9/22/16

One reason I love this scene from Rise of the Guardians is the fact that it reminds me of what it means to be an English teacher.

The first part of the scene reminds me so much of teaching writing. In this scene, Jack Frost has just been chosen to become a Guardian, so he has been kidnapped and brought to the North Pole. Here, Nicholas St. North forces Jack to start to figure out and articulate who he is. What drives him? What is his center? Jack is being forced to start to think through and articulate a deeply important concept--who he is--and to make it clear to himself and others. In other words, Jack must learn to speak and act with conviction. 

Like Jack Frost, many of my students, when they first start writing in college, can't really wrap their minds around what they're trying to say. They are vague. Their minds are cluttered. They don't really understand what they read or what they think. And I am trying to help them think it through, and learn to say it - to articulate it clearly. 

The last part of the scene reminds me of what it's like to teach literature: We teachers of literature try to open our students' eyes to marvelous works--and not just marvelous works, but the realities that these works are about--the beauty of nature, the amazing reality of love, the glory of God . . . whatever wonder that the author is writing about.

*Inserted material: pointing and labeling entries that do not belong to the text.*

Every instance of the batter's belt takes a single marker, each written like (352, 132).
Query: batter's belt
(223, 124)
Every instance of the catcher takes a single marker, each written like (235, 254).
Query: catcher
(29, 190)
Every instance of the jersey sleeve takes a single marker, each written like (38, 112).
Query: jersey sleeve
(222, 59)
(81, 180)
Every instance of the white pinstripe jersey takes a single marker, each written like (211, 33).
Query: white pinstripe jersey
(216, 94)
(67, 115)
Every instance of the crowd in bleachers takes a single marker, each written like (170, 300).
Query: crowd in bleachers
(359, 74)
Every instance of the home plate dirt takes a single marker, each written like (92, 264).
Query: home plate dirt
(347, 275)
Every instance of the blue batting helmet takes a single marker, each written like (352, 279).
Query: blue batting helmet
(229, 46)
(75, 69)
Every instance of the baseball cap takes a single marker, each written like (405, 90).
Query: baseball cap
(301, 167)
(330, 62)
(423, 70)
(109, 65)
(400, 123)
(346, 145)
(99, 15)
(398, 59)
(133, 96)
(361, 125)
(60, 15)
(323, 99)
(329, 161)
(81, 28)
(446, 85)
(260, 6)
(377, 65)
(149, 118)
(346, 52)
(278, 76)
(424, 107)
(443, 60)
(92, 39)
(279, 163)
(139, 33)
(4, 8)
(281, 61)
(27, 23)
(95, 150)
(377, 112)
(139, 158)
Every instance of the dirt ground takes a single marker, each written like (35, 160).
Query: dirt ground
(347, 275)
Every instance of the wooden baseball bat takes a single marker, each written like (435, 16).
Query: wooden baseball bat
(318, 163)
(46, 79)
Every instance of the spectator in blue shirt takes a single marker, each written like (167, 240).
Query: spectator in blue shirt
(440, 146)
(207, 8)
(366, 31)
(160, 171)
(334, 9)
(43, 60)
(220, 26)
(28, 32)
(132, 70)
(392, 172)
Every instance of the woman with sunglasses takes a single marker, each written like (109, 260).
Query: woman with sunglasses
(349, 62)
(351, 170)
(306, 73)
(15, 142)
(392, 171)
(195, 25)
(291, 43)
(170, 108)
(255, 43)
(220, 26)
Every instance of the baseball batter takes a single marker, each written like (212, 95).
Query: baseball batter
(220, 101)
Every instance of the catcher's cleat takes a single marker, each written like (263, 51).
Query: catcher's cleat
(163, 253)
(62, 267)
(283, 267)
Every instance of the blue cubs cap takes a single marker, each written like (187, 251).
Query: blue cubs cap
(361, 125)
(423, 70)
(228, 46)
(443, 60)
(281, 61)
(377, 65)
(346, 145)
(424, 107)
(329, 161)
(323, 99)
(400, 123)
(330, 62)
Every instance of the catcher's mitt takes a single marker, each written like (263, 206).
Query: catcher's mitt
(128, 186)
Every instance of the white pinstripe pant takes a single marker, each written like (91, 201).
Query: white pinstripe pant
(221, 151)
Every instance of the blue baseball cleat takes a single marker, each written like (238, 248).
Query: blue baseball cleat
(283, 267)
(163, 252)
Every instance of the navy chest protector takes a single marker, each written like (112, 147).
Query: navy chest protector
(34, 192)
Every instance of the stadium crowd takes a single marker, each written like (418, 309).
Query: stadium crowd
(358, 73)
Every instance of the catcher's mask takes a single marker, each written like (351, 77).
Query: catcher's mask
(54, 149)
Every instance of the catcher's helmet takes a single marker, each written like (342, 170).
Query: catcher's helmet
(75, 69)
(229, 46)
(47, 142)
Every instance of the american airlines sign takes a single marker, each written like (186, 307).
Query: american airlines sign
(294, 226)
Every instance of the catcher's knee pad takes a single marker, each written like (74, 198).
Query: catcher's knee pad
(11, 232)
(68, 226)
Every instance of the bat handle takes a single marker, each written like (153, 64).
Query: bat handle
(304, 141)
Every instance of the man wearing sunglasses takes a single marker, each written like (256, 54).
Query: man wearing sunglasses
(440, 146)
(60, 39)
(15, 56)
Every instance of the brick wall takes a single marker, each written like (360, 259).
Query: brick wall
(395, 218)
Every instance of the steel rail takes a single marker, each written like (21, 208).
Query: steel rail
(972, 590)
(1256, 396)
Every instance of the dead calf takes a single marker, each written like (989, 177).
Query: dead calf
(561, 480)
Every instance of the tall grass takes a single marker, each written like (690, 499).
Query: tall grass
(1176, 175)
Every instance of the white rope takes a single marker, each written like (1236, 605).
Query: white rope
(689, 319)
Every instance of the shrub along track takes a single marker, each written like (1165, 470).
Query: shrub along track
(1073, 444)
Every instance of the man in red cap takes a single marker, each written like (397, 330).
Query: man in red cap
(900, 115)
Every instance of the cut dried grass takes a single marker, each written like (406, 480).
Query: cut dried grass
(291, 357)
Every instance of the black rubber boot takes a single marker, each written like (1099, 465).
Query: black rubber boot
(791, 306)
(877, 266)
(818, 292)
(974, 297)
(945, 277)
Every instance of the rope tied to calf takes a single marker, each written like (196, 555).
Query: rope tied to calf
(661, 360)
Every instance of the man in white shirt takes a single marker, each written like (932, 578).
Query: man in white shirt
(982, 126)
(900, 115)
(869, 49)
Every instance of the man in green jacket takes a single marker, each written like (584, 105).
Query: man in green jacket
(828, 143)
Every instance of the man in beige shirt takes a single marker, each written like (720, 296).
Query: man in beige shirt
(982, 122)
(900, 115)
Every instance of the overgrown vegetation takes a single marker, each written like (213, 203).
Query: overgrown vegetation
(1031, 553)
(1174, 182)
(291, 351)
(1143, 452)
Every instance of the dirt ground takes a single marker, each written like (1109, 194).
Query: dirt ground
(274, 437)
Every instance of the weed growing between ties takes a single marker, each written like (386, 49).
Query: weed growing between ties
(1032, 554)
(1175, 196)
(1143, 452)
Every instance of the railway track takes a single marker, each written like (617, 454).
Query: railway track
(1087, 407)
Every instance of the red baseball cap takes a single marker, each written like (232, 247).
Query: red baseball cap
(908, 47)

Stories, poetry, music, art--these things remind us that this world really is full of wonder. But we miss all that wonder when we are so busy that we can't notice it all around us. When Santa tells Jack Frost that it's his job to help young people get a sense of wonder in everything, I'm reminded of how I feel when I teach a poem like Gerard Manley Hopkins' "God's Grandeur," or John Keats's "On First Looking into Chapman's Homer," or a story like C. S. Lewis's The Great Divorce. I want my students to gain the same sense of wonder that Nicholas St. North has.